Thank you to smax for his feedback on this post.

Prerequisites:

• expected value, linearity of expectation
• basic linear algebra
• familiarity with string algorithms such as KMP (only in certain sections)

## The Problem

Say you're given a string of coin flips, such as HTTH or TTTHHT. What is the expected number of times you must flip a coin until you encounter that string?

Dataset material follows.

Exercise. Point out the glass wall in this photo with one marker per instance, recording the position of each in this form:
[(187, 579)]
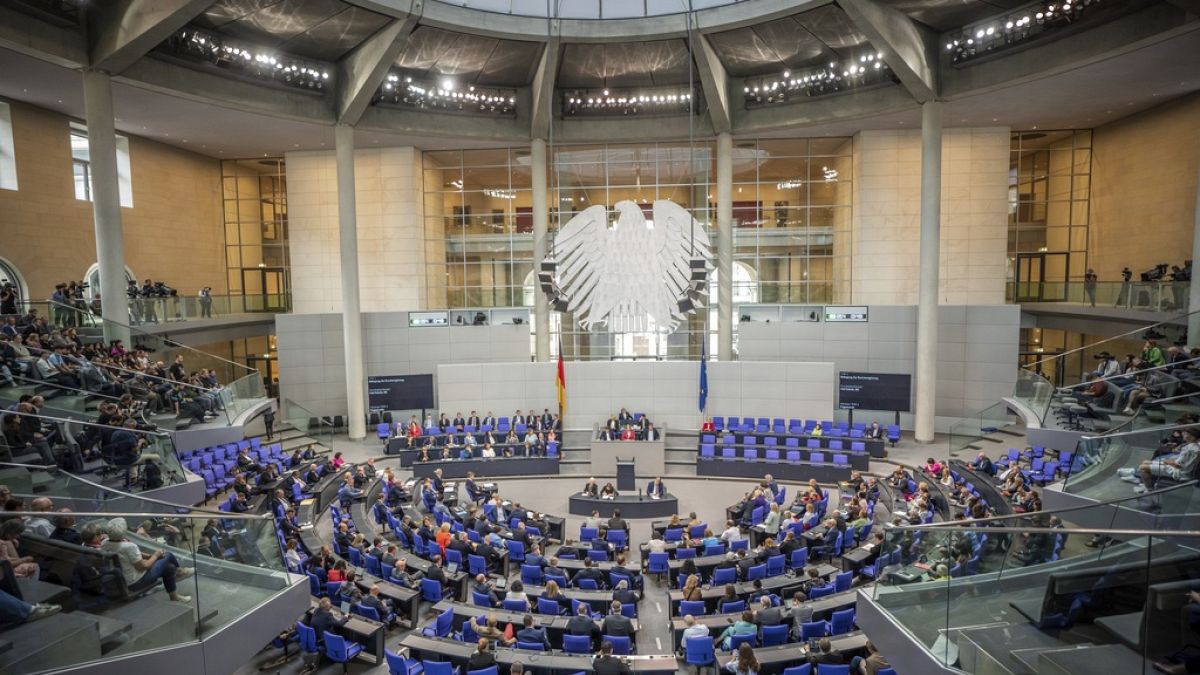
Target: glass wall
[(1048, 211), (791, 201), (256, 216)]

A common initial (incorrect) intuition about this problem is that all strings of length $n$ should have the same answer -- something like $2^n$. We sense that there should be some sort of symmetry between heads and tails, so it feels odd that HHHH should appear any earlier or later than HTHT. But in this case, our intuition is simply wrong. It is true that the answer will always be on the order of $2^n$ (specifically, bounded between $2^{n}$ and $2^{n+1}-2$), but the string itself does matter, as we shall see.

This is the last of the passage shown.